Other opposition figures took El-Areifi to task for his political stances within the Saudi kingdom.
"Thank you for supporting Egyptians, but we want you to tell the truth about the trial of women imprisoned in Riyadh, they are innocent women who are only seeking freedom … had you done that you would have been an example of an honest preacher," said Egyptian rights lawyer Gamal Eid.
On 4 January, a group of women were arrested by Saudi security forces for protesting the detention without charge of their relatives in the town of Buraida.
Well known Egyptian blogger Wael Abbas further criticised the prominent sheikh, referring to a religious edict the latter made after a woman asked his advice on what to do about her brother sexually harassing his own daughter. El-Areifi's answer to the woman was that young women should avoid wearing revealing or tight clothes in front of their fathers, so as not to seduce him.
"Naive people of Egypt, whoever gives a religious edict that blames the daughter's clothes if she was sexually harassed by her father is a sick cleric," said Abbas.
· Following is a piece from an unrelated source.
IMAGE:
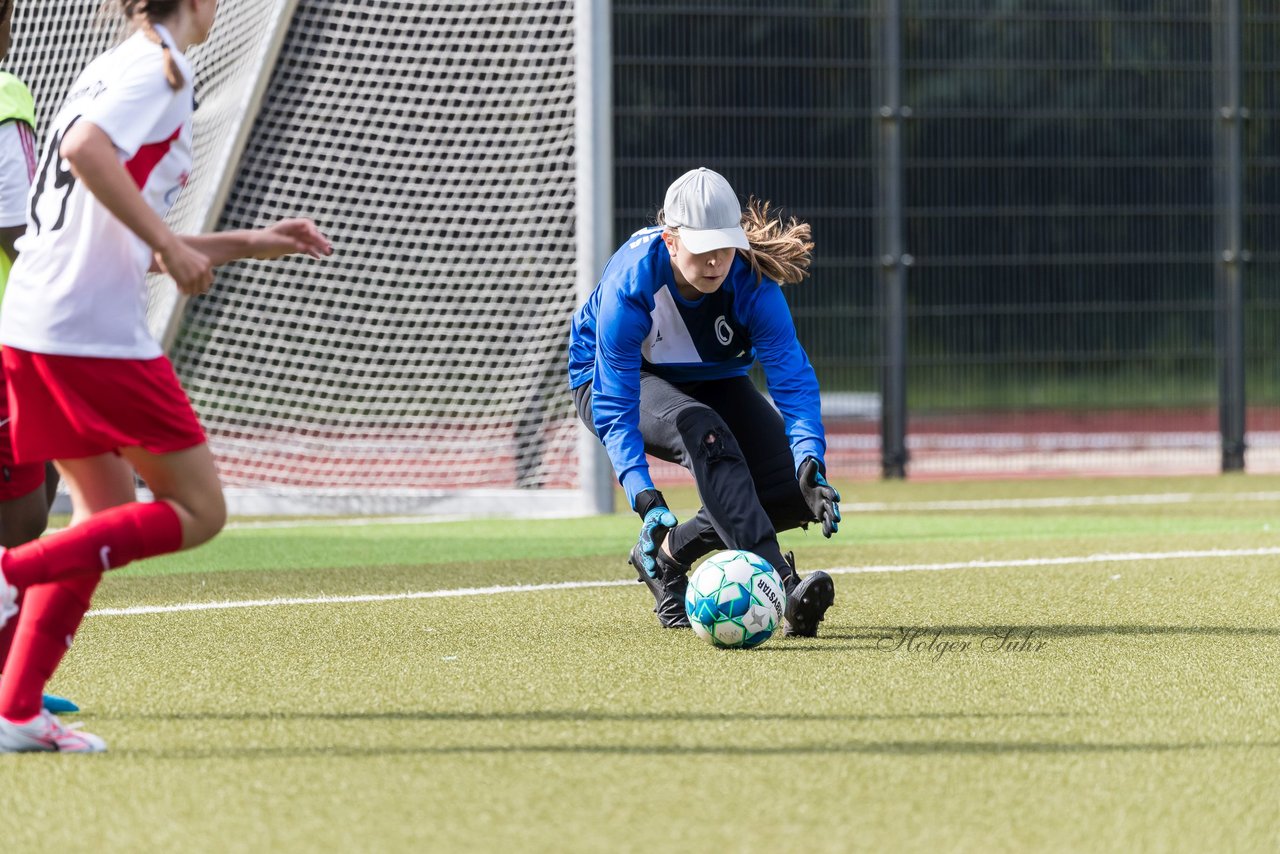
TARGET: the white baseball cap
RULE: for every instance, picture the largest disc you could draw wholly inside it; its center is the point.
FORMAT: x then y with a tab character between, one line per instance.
705	210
Wael further accused El-Arefi of being a "delegate of the Saudi's intelligence that came to weigh the situation in fear of Iranian influence in Egypt."
Others came to El-Areifi's defence.
"If 10 per cent of what El-Areifi had said in his speech was said instead by a European president or American official, he would have been celebrated," said Salafist El-Nour Party leader Nader Bakkar.
"El-Oreifi has succeeded in one Friday sermon to fix what the media has been trying to spoil for the past two years," added Bakkar, referring to El-Areifi's encouragement of foreign investment in Egypt given the economic crisis the country is facing.
Egypt Prime Minister Hisham Kandil received El-Areifi Saturday, during which he thanked him for encouraging foreign investment in the country.
Born in Saudi Arabia in 1970, El-Areifi has a PhD in theology from the Islamic University of Imam Muhamed Bin Saud in Riyadh. He is now the preacher of Bawardi Mosque in southern Riyadh.
El-Areifi has worked as the religious instructor for Saudi Arabia's armed forces and Ministry of Defence. He later became a faculty member in the Islamic studies section of the Teachers' College in Riyadh.
El-Areifi is a member of the Ministry of Islamic Affairs in Saudi Arabia. He also offers religious consultation to Saudi Arabia's Public Security and Civil Defence forces, the Ministry of Defence and National Guard.